Suapan terakhir dari suaminya itu diunggah di akun TikTok milik Popi. Dia juga mengunggah foto maupun video lain karena rindu atas sosok suaminya yang sayang keluarga.
"Suapan terakhir dari suamiku tercinta. Suamiku penyayang istri dan anak-anaknya, lemah lembut, nggak pernah marah," kata Popi, Jumat (17/7/2026).
SCROLL TO CONTINUE WITH CONTENT
Pasangan suami istri (pasutri) itu duduk lesehan di ruang keluarga dan saling berhadapan. Tedjo menyuapi istrinya secara perlahan.
Warganet yang tersentuh melihat postingan tersebut menyampaikan doa dan keprihatinan untuk pihak keluarga Tedjo dan Popi.
Popi mengunggah sejumlah foto dan video suaminya. Salah satunya percakapan (chat) dirinya dengan sang suami yang mengirimkan uang hasil jerih payah dari ojol.
Dia mengatakan suaminya juga kerap bersikap baik terhadap orang yang tak dikenalnya. Popi merasa sangat kehilangan suaminya.
"Perhatian dan peduli sesama keluarga, teman, bahkan yang nggak dia kenal pun dia peduli," ucapnya.
Dia mengatakan saat hari kejadian, suaminya terpaksa tidur di basecamp ojol di kawasan Kosambi karena dalam kondisi kelelahan sehingga beristirahat dahulu sebelum pulang. Popi mendapatkan kabar suaminya telah meninggal dunia dari rekan ojol suaminya.
"Memang harusnya sudah pulang ke rumah di malam kejadian, mungkin dia lelah jadi ketiduran," ujarnya.
Dia berharap pembunuh suaminya dihukum seberat-beratnya. Popi mengaku sudah sekitar 19 tahun mengenal dan dibimbing suaminya.
"Ya Allah hukum lah pelaku seberat-beratnya, kami keluarga berharap keadilan untuk almarhum," harapnya.
Pelaku Dijerat Pembunuhan Berencana
Polisi menetapkan Rahmat Dimas sebagai tersangka dan ditahan terkait kasus pembunuhan dan pencurian motor driver ojol di Kosambi, Tangerang.

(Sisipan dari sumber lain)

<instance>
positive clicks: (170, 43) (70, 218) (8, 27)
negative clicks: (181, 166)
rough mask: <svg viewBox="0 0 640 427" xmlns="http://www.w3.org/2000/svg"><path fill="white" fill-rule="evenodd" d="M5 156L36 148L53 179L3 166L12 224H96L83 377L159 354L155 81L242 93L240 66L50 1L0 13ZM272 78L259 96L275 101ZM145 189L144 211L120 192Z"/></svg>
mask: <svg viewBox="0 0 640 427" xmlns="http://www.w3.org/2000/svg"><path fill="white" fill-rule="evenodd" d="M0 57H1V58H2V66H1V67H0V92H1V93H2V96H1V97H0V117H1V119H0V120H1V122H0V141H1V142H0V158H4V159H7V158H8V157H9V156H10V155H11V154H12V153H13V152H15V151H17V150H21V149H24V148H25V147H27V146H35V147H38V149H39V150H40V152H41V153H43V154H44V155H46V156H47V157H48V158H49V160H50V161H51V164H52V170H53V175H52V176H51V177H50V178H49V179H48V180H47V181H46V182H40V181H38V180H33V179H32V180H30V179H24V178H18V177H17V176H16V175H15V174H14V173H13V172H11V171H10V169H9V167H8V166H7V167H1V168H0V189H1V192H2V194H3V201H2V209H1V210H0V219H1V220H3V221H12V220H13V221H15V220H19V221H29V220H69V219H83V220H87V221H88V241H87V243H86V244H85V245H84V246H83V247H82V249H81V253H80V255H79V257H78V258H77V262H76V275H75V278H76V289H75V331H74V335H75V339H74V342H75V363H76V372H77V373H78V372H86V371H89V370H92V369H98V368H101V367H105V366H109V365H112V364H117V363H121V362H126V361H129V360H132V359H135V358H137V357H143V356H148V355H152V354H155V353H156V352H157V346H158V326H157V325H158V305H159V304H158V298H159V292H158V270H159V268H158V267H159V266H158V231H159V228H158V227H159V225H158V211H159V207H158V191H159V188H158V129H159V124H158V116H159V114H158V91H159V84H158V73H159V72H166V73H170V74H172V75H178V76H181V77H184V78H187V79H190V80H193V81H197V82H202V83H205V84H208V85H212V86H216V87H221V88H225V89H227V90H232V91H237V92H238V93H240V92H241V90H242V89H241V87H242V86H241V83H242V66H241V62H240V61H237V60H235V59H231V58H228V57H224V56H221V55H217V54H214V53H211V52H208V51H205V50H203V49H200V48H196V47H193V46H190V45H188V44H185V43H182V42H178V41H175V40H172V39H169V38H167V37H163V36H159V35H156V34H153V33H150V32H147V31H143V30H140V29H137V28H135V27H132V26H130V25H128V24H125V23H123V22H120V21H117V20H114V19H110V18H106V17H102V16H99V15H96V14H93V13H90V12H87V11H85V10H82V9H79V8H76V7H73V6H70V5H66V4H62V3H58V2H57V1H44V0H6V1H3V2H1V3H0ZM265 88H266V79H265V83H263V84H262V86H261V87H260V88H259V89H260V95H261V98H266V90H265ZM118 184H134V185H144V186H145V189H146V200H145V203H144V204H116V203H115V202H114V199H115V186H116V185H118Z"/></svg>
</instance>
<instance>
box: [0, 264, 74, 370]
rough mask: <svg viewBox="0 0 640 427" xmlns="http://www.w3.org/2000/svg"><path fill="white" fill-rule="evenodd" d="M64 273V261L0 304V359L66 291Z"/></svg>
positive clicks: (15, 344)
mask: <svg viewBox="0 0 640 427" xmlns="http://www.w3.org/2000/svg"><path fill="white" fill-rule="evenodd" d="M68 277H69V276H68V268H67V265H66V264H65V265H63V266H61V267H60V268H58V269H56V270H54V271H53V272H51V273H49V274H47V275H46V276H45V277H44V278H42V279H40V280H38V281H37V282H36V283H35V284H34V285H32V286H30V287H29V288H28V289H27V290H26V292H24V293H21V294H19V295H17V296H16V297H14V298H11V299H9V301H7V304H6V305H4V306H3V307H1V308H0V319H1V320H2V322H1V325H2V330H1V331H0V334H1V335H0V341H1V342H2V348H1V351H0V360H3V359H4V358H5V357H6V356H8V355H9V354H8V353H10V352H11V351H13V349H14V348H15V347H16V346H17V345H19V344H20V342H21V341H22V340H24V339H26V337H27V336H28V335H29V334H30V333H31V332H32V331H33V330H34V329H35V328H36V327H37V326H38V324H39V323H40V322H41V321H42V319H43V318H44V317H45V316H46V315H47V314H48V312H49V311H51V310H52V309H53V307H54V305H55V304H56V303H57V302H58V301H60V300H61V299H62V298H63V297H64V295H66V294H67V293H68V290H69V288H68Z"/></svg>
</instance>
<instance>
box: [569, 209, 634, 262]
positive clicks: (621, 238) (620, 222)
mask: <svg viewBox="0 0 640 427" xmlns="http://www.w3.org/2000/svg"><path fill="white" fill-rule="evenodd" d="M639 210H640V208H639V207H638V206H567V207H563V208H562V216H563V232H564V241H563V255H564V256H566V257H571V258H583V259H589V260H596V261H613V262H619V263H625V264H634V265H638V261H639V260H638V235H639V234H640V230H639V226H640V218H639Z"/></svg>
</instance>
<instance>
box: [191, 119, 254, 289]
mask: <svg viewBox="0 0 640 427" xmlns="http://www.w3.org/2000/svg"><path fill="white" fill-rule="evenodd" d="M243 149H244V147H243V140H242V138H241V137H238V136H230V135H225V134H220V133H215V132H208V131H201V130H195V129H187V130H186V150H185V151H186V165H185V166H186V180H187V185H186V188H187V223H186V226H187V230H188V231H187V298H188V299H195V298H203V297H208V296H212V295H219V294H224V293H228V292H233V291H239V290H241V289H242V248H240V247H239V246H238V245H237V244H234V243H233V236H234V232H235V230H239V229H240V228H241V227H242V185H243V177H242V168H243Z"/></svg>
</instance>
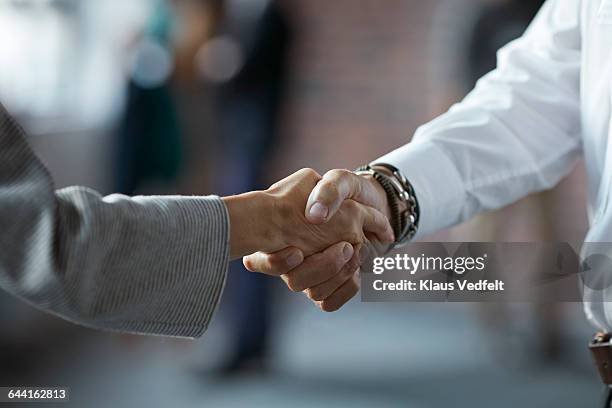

Rahmat Dimas dijerat dengan pasal tindak pidana pembunuhan berencana dan pasal pencurian dengan kekerasan.
"Adapun persangkaan pasalnya adalah tindak pidana pembunuhan berencana dan atau pembunuhan dan atau pencurian dengan kekerasan yang mengakibatkan orang meninggal dunia," kata Kabid Humas Polda Metro Jaya Kombes Budi Hermanto, Rabu (15/).
Pembunuh driver ojol di base camp ojol di Kosambi, Kota Tangerang ditangkap. Pelaku ditembak lantaran melawan saat mau diamankan. (dok Ist)
"Sebagaimana dimaksud dalam Pasal 459 dan atau Pasal 458 dan atau Pasal 479 Ayat 3 Undang-Undang Nomor 1 Tahun 2023 KUHP," tambahnya.
Ojol Dibunuh Begal di Tangerang
Polisi mengungkap Rahmat Dimas sempat dipergoki ATP hendak mengambil kunci motor. Peristiwa itu terjadi pada Minggu (12/7) sekitar pukul 03.50 WIB, di Dadap, Kosambi, Kabupaten Tangerang.
Saat itu, korban sedang tidur di posko ojek online. Pelaku kemudian melihat korban dan mencoba mengambil kunci motor dari kantong korban.
"Peristiwa bermula ketika korban sedang tertidur di posko ojek online. Pelaku yang melihat situasi tersebut langsung mengambil kunci motor di kantong korban," tulis keterangan Subdit Resmob Ditreskrimum Polda Metro Jaya melalui akun Instagram-nya seperti dikutip, Rabu (15/7).
Korban sempat terbangun dan memergoki aksi pelaku. Rahmat Dimas kemudian mengambil pisau yang dibawanya dan menusuk korban di leher.
Pelaku langsung membawa kabur sepeda motor dan handphone milik korban. Polisi kemudian memburu Rahmat Dimas.